Just a quick thought as I sit in the Moncton Airport waiting to fly west.

New Brunswick is Canada’s only officially bilingual province. Folks here take both languages (and, indeed, both cultures) pretty seriously, practicing a policy I’d never heard of before: “duality.” That means two health care systems, two school systems, etc., etc.

There is much to both praise and blame in this outlook, but I’m glad quite frequently as I sojourn here that it makes me think about French, a language I know very badly but love. (I certainly encounter it a lot more than when I return to British Columbia…soon to be Canada’s second bilingual province, except featuring English and Mandarin.)

Anyhow, an advertisement caught my eye today in the departures lounge. On behalf of a charity working with impoverished women in Africa, the sign shows a tribal woman looking at the camera over the slogan, “I am powerful.”

Amen to that. So many women around the world, given even just a little education and economic opportunity, have become so much more powerful than they were before.

But the French parallel struck me hard: “J’ai le pouvoir.” The phrase can mean, of course, simply “I have power.” But taking the article (“le”) literally, it means, “I have THE power.”

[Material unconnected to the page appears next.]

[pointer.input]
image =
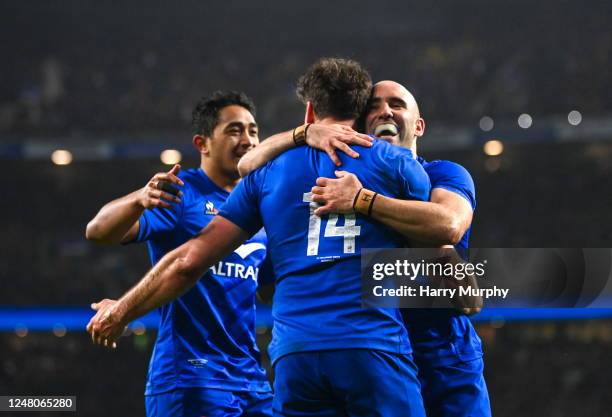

As a Christian, I think I have become acquainted personally with The Power. And what a difference there is between “I am powerful” (to whatever extent I enjoy power) and “I have The Power”—the Holy Spirit of God.

So by all means let’s support charities that empower women (and men) with education, financing, justice, and all that they lack.

But, old-fashioned Christian that I am, I’m also glad for those that bring the Good News to such people, as someone brought it to me, that we each and all can truly have The Power.